Minor League Baseball teams collectively released hundreds of players on Thursday, the first wave in what could be a massive number of cuts throughout baseball.
More than a thousand players could lose their jobs as Minor League Baseball teams deal with the reality that they likely won’t be playing games this year.
Minor League Baseball Unlikely to Happen in 2020
According to an ESPN report, team officials say that most players in this first round of layoffs likely would have been released by the end of spring training, regardless of the COVID-19 pandemic and the resulting shutdown of the sport. However, many players who expected to have jobs this summer also received word that they had been cut.
Minor League Baseball relies heavily on revenue from ticket sales and concessions. Since these teams and leagues don’t earn revenue from large television and radio contracts, they can’t afford to hold games without fans, unlike their MLB counterparts. While Minor League Baseball hasn’t officially cancelled the 2020 season, the general consensus is that there is no other path forward, and teams have been behaving as though they won’t play this year.
Many released players may find it hard to get back into professional baseball after this season.
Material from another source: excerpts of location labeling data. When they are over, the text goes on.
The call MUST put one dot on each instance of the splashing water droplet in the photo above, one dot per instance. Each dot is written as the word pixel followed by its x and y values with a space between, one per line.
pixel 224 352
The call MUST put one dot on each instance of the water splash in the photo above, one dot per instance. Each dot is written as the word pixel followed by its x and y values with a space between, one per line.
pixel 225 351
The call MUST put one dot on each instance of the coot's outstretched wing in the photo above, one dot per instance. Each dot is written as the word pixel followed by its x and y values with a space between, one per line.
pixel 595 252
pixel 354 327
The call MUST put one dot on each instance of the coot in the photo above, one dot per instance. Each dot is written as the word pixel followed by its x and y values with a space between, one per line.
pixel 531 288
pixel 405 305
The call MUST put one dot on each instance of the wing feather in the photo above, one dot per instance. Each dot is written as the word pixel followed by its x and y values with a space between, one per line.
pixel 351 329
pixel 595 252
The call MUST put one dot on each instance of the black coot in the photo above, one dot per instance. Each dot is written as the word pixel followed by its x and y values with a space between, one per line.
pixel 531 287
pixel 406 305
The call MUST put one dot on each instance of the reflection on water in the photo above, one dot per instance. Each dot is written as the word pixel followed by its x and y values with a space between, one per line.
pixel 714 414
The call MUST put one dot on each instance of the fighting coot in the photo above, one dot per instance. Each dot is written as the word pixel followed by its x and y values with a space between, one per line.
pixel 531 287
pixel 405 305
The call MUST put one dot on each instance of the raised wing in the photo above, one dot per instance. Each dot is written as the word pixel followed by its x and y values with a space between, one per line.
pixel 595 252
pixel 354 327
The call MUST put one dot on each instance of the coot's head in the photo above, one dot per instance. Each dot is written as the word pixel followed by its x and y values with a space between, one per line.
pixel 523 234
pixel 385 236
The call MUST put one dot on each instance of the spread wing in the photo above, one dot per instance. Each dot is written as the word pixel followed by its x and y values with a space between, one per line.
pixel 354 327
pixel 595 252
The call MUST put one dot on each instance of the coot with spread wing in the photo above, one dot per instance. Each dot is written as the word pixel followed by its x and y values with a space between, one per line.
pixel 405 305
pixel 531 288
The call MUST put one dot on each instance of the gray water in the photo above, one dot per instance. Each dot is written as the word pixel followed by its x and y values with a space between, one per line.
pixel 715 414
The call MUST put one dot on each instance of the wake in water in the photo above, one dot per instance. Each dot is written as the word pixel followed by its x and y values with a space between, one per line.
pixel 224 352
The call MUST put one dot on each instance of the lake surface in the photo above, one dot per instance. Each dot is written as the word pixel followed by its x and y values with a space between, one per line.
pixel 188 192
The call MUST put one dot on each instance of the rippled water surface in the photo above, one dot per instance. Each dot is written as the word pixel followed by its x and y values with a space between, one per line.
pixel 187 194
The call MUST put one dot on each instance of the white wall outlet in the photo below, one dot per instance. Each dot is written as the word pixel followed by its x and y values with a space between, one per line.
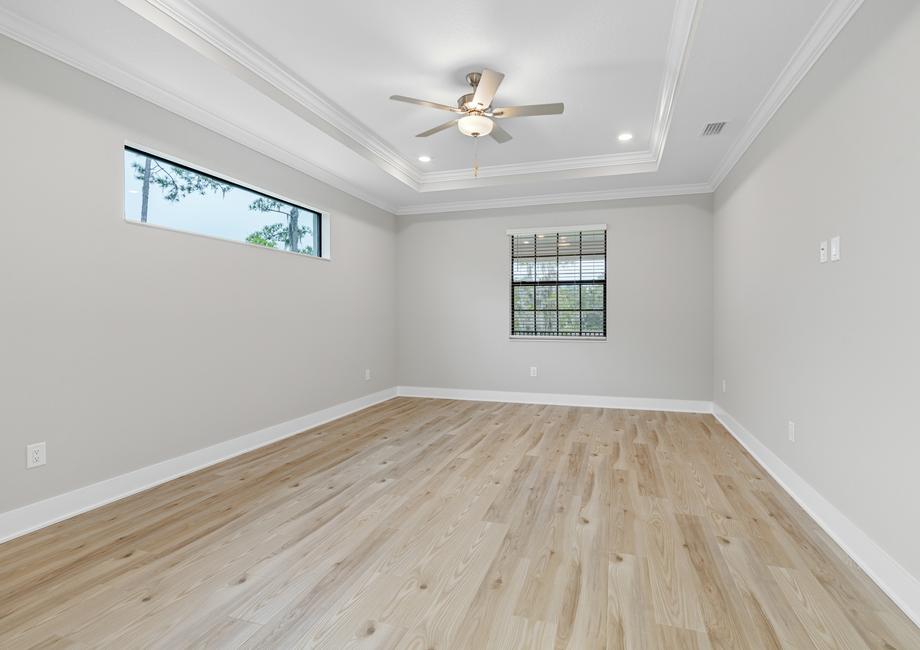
pixel 835 249
pixel 35 455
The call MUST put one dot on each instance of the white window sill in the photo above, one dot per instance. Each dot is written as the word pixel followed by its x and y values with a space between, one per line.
pixel 521 337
Major League Baseball has already been pushing to contract the number of minor league teams. These cuts, combined with a severely shortened, five-round amateur draft, may make it easy for organized baseball to reduce the number of teams in each franchise’s farm system.
MLB teams agreed to pay their minor league players a flat salary of $400 per week in April and May. Several teams have announced that they will pay players through at least June, with both the San Diego Padres and the Seattle Mariners pledging to do so through August. On the other hand, the Oakland A’s said they would cut off the payments at the end of May.
Church Blasts Mets After Release
There have been scattered efforts to help minor leaguers. Los Angeles Dodgers pitcher David Price pledged to give $1,000 in June to every minor league player in the Dodgers system not on the 40-man roster.
Some minor league players were understandably upset about the massive cuts. Former New York Mets second-round draft pick Andrew Church took to Instagram to discuss his release, blasting the organization and taking swipes at the fact the team kept Tim Tebow on its AAA roster for publicity purposes.
View this post on Instagram
Please read to understand my true feelings. Today I got released by the NY Mets organization. The people on the other end of the phone had nothing but good things to say and I appreciated that very much. Anyone that has seen me play and compete knows that I lay it all on the line no matter what. Every practice, every game. I am a competitor, a true warrior. It’s in my DNA. From the outside looking in, my baseball career probably raises a lot of questions. Why did you retire and come back? How come your numbers aren’t very good if you were that dedicated? I have always kept my opinions to myself out of respect for the organization I signed a contract with. But now that it’s officially over with them I’d like to say some things. One of the main reasons I retired was to keep myself from expressing how I felt. I was bitter, frustrated, and angry at the Mets organization. I felt my competitive nature was being taken advantage of. They knew I would never say no to competing and would fly me around to fill in for anyone that got injured. I realized this wasn’t in my best interest when my delayed flight finally landed in the 3rd inning, and I was on the mound in a AAA baseball game for the first time, without any warm up throws. My UCL originally tore that night. Instead of seeing a doctors like I asked, they sent me back to High A to pitch in the playoffs. When I told them I couldn’t I was made out to be the bad guy. Then the next year, they made a mockery of our team by putting a celebrity on it to sell more tickets. I saw players lose their jobs because of it. We weren’t playing to win, we were playing to make everyone else money. Not the players. We never saw a cut. Well, allegedly that one player did. I think people are starting to understand that more now but they didn’t in 2018 when it was happening again. I was fed up. I spent my whole childhood honing in my passion and anger, to not let it get out of control, but it was and I was going to explode. So I took the opposite direction, I bottled it and silenced myself. I took some time away and cleared my head. Continued in comments..
“They made a mockery of our team by putting a celebrity on it to sell more tickets,” the pitcher wrote in his Instagram post. “I saw players lose their jobs because of it. We weren’t playing to win, we were playing to make everyone else money. Not the players. We never saw a cut.”
Meanwhile, the MLB season remains in doubt. Players and owners have discussed plans to restart the season sometime in July, but remain far apart on financial issues. Players have agreed to take prorated salaries for the shortened season, but have so far balked at suggestions that they accept additional salary cuts because teams will play games in empty stadiums.